5 of 430 comments (clear)

  1. Some on purpose to promote free WiFi. by n2rjt · · Score: 4, Informative

    I leave an unencrypted access point open in the no-mans-land between my broadband modem and my router, on purpose. I think a lot of people do something like that, or even keep their whole LAN open to the access point, in order to promote free WiFi.

    1. Re:Some on purpose to promote free WiFi. by jrockway · · Score: 3, Informative

      That's just not true. When they're looking for child porn, they could care less about your priated copy of WinXP. If they did care, they would not be able to admit that evidence to a court, anyway.

      It's the same as the random searches on the T. if they find a bomb in your backpack, you're fucked. If they find pot, they won't arrest you. They legally can't (since they couldn't legally search you).

      --
      My other car is first.
    2. Re:Some on purpose to promote free WiFi. by kbahey · · Score: 4, Informative

      There was a case here in Canada last year, namely in Toronto, where the cop stopped some youth in a car going the wrong way in one-way street.

      To the cop's surprise, this guy had his pants down (i.e. naked from the waist down) in the car, and a laptop with WiFi in it. He was war driving that neighborhood.

      Had he not gone against the traffic, he would not have been caught at all ...

      So, the threat is real. If someone choses to open their wireless LAN to outsiders, then he should know the risks.

      Same thing applies if you run a message board or web site then it becomes a mouth piece for hate speech or terrorism or whatever. If you know the risks and chose to do this regardless, then be prepared for the consequences.

  2. Myth's about WEP by x.Draino.x · · Score: 5, Informative

    Everyone still seems to think WEP is easy to crack. It's not. On AP's 2+ years old new features have been implemented to dramatically reduce the amount of weak IV's given out. For fun, I tested our network here at work, where we have over 300 employee's and multiple access points. And yes, there are plenty of people actually using the wireless network. In 3 days I was only able to pick up 75 weak IV's in Kismet. You usually need in the range of 10,000+ to make a decent attempt at cracking WEP with current tools. Now, if you have the know how to use tools like wepwedgie, or know how to do packet injection using multiple 802.11b cards/devices with HostAP then you may have better luck. But chances are that if someone knows how to use these tools and has the time to do this, they can probably break your network some other way.

  3. Solution on the cheap by KevinKnSC · · Score: 4, Informative

    Buy one consumer-grade wireless access point/router, and one consumer-grade router. The combination can be had for under $100.

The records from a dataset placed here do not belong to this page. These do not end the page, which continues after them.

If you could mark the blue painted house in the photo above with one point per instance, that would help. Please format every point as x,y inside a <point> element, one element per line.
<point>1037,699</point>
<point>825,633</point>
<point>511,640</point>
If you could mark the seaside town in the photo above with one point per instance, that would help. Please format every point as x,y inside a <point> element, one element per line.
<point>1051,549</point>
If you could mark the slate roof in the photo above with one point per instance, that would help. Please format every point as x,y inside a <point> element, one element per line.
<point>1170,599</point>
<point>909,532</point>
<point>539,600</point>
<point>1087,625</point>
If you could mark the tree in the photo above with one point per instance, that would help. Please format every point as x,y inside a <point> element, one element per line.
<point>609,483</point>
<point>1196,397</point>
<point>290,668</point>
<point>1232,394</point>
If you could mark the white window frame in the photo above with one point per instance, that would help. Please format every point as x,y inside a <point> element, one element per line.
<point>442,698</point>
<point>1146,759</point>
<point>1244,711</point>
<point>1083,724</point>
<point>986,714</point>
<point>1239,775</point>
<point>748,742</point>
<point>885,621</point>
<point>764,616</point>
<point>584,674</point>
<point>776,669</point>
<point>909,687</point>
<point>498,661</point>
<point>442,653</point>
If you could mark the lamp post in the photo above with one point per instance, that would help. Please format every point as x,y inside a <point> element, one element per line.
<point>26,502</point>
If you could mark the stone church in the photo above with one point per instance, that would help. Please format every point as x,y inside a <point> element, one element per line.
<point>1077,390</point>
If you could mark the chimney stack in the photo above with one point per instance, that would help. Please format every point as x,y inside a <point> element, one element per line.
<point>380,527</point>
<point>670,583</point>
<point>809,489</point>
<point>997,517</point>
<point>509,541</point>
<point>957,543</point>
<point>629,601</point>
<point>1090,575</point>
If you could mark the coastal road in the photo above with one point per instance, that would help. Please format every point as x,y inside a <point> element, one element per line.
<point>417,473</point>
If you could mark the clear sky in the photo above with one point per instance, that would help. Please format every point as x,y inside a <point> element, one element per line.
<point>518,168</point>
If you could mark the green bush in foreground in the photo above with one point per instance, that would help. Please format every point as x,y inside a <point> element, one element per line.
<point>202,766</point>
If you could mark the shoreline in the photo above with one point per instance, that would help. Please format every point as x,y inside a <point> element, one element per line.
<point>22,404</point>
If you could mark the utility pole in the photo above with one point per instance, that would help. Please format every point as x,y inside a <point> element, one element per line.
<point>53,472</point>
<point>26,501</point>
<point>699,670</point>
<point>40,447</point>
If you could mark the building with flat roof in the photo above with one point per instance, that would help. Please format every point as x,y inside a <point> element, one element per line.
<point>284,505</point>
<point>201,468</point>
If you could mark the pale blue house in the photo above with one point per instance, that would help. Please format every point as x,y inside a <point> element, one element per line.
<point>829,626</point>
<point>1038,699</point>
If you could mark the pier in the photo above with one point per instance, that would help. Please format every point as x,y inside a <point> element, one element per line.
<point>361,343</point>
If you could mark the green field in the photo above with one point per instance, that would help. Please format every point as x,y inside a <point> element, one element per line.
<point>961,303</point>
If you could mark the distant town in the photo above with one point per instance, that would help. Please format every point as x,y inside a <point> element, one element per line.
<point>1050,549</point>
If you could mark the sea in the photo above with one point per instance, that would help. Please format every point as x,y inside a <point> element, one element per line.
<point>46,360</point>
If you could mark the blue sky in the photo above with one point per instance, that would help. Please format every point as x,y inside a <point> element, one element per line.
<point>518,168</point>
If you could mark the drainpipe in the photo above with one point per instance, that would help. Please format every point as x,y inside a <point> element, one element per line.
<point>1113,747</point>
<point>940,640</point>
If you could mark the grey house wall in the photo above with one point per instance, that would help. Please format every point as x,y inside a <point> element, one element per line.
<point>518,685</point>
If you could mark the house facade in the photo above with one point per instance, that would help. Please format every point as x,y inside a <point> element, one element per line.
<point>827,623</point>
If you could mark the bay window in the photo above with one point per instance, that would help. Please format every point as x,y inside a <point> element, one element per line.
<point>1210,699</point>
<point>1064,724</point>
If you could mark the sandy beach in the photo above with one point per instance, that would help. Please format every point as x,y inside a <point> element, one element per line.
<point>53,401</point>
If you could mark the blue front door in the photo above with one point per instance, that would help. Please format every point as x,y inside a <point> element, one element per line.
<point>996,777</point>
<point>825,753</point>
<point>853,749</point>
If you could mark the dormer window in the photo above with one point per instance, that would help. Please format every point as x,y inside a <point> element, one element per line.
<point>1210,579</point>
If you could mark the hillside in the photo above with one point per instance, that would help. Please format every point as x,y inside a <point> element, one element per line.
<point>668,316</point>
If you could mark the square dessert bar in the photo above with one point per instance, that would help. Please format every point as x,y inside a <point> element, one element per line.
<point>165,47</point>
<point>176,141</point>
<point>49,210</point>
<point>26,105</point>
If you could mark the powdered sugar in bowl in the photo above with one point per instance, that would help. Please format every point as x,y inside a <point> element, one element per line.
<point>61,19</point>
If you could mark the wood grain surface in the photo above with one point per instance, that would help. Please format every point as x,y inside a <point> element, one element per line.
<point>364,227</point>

    All local machines go behind the non-wireless router. That router's WAN port is connected to one of the LAN ports of the wireless router, and the wireless router's WAN port goes to the Internet. Now you have the public Internet (unsafe), a wireless purgatory (unsafe in a different way), and a secure LAN (as safe as the non-wireless router/firewall box allows it to be).

    Alternately, the non-wireless router can be a wireless router with the wireless features turned off.